Résumé Exécutif
Les marchés financiers signalent une forte attente de la part de la Réserve fédérale américaine pour une réduction de 25 points de base des taux d'intérêt lors de sa réunion de politique de décembre. Selon les données de l'outil CME FedWatch, la probabilité d'une telle mesure s'élève à 89,4 %. Ce consensus a été renforcé par des commentaires accommodants récents de responsables clés de la Fed et des données économiques plus faibles, conduisant des courtiers majeurs comme Nomura, J.P. Morgan et Morgan Stanley à inverser leurs prévisions antérieures et à anticiper une baisse. Cependant, la décision n'est pas sans opposition interne. Le Comité fédéral de l'open market (FOMC) semble profondément divisé, naviguant entre des signaux contradictoires d'un marché du travail affaibli et d'une inflation persistante, bien que modérée. Cette dissidence interne, associée à un manque de données dû à une récente fermeture du gouvernement, fait de la réunion de décembre l'une des plus controversées de mémoire récente.
L'Événement en Détail
L'indicateur principal de l'attente du marché, l'outil CME FedWatch, utilise la tarification des contrats à terme pour évaluer la probabilité de mouvements de taux.
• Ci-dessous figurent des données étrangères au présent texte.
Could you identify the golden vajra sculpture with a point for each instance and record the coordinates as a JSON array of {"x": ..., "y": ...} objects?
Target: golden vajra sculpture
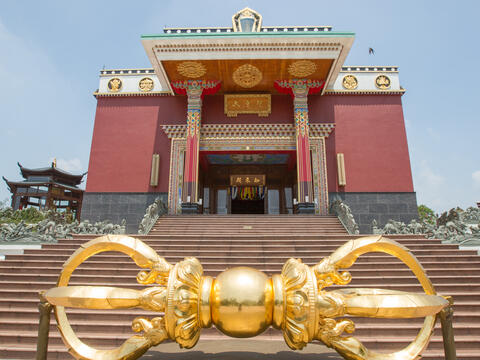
[{"x": 244, "y": 302}]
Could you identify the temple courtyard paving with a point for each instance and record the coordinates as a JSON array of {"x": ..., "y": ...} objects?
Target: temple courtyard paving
[{"x": 241, "y": 349}]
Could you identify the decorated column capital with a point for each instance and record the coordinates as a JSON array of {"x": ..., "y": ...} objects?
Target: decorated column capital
[
  {"x": 195, "y": 90},
  {"x": 299, "y": 89}
]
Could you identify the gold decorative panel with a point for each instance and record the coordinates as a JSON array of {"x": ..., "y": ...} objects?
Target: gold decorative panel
[
  {"x": 270, "y": 69},
  {"x": 302, "y": 68},
  {"x": 248, "y": 104},
  {"x": 247, "y": 180},
  {"x": 191, "y": 69},
  {"x": 350, "y": 82},
  {"x": 114, "y": 85},
  {"x": 247, "y": 76},
  {"x": 145, "y": 85}
]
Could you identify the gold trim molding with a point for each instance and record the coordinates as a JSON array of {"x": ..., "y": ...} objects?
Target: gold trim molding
[
  {"x": 302, "y": 68},
  {"x": 247, "y": 76},
  {"x": 243, "y": 302},
  {"x": 191, "y": 69},
  {"x": 213, "y": 131}
]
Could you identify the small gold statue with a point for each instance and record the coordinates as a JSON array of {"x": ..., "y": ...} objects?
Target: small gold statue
[{"x": 244, "y": 302}]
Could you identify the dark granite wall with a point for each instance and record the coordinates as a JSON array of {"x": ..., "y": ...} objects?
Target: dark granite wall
[
  {"x": 99, "y": 206},
  {"x": 400, "y": 206}
]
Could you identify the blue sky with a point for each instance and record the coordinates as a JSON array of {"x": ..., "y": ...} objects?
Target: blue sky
[{"x": 51, "y": 53}]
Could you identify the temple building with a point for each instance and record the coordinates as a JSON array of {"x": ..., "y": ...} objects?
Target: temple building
[
  {"x": 250, "y": 119},
  {"x": 47, "y": 188}
]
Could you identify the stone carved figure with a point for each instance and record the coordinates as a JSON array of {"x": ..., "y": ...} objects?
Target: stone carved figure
[
  {"x": 153, "y": 212},
  {"x": 455, "y": 226},
  {"x": 54, "y": 227}
]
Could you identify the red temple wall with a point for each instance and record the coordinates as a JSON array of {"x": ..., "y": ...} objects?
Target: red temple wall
[
  {"x": 369, "y": 130},
  {"x": 126, "y": 134}
]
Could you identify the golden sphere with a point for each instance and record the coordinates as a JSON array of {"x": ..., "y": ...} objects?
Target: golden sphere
[{"x": 242, "y": 302}]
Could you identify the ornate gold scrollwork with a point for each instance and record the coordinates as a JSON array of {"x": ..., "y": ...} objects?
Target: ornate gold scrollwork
[
  {"x": 382, "y": 82},
  {"x": 247, "y": 76},
  {"x": 191, "y": 69},
  {"x": 243, "y": 302},
  {"x": 302, "y": 68}
]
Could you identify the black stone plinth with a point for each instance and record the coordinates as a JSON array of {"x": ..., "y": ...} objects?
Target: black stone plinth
[
  {"x": 305, "y": 208},
  {"x": 190, "y": 208}
]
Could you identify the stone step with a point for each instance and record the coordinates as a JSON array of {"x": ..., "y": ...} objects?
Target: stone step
[
  {"x": 358, "y": 280},
  {"x": 443, "y": 288},
  {"x": 467, "y": 256},
  {"x": 222, "y": 242},
  {"x": 242, "y": 246},
  {"x": 227, "y": 252}
]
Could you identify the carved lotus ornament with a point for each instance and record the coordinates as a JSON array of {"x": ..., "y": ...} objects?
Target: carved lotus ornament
[
  {"x": 302, "y": 68},
  {"x": 247, "y": 76},
  {"x": 350, "y": 82}
]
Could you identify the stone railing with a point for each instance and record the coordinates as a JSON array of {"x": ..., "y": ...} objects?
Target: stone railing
[
  {"x": 456, "y": 226},
  {"x": 153, "y": 212},
  {"x": 49, "y": 230},
  {"x": 345, "y": 216}
]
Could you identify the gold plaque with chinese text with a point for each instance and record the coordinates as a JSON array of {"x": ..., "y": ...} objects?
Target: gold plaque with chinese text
[
  {"x": 247, "y": 180},
  {"x": 248, "y": 104}
]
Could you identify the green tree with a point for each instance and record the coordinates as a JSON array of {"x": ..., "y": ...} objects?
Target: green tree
[{"x": 426, "y": 214}]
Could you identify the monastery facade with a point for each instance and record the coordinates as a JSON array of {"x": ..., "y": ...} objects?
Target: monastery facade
[{"x": 250, "y": 119}]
Sa lecture actuelle indique une probabilité de 89,4 % que le FOMC réduise son taux directeur de 0,25 point de pourcentage. Si cela se produit, ce serait la troisième réduction de taux consécutive, portant le taux des fonds fédéraux à une fourchette cible de 3,75 % à 4,00 %. La décision est compliquée par un manque de données officielles ; la fermeture du gouvernement américain a retardé la publication des rapports sur l'emploi et l'inflation de novembre par le Bureau of Labor Statistics (BLS). En leur absence, la Fed s'appuie sur des indicateurs alternatifs, tels que les rapports sur les salaires du secteur privé d'ADP et les données sur les licenciements de Challenger, Gray & Christmas, qui suggèrent un ralentissement du marché du travail.
Implications pour le Marché
Une baisse des taux est conçue pour réduire les coûts d'emprunt, ce qui peut stimuler l'activité économique en rendant les prêts aux consommateurs et aux entreprises plus abordables. Cela pourrait avoir un impact positif sur tout, des taux annuels effectifs globaux des cartes de crédit aux lignes de crédit hypothécaires. Cependant, certains analystes s'attendent à une "baisse fauconne", où la Fed réduit les taux mais signale un seuil plus élevé pour un futur assouplissement, tempérant potentiellement l'enthousiasme du marché et soutenant le dollar américain. L'indice du dollar a déjà montré des signes de raffermissement suite à cette attente, augmentant de 0,1 % à 99,07. Le risque principal d'une politique plus accommodante est le potentiel de stimuler des dépenses excessives qui pourraient raviver les pressions inflationnistes, une préoccupation majeure pour les membres plus faucons du comité.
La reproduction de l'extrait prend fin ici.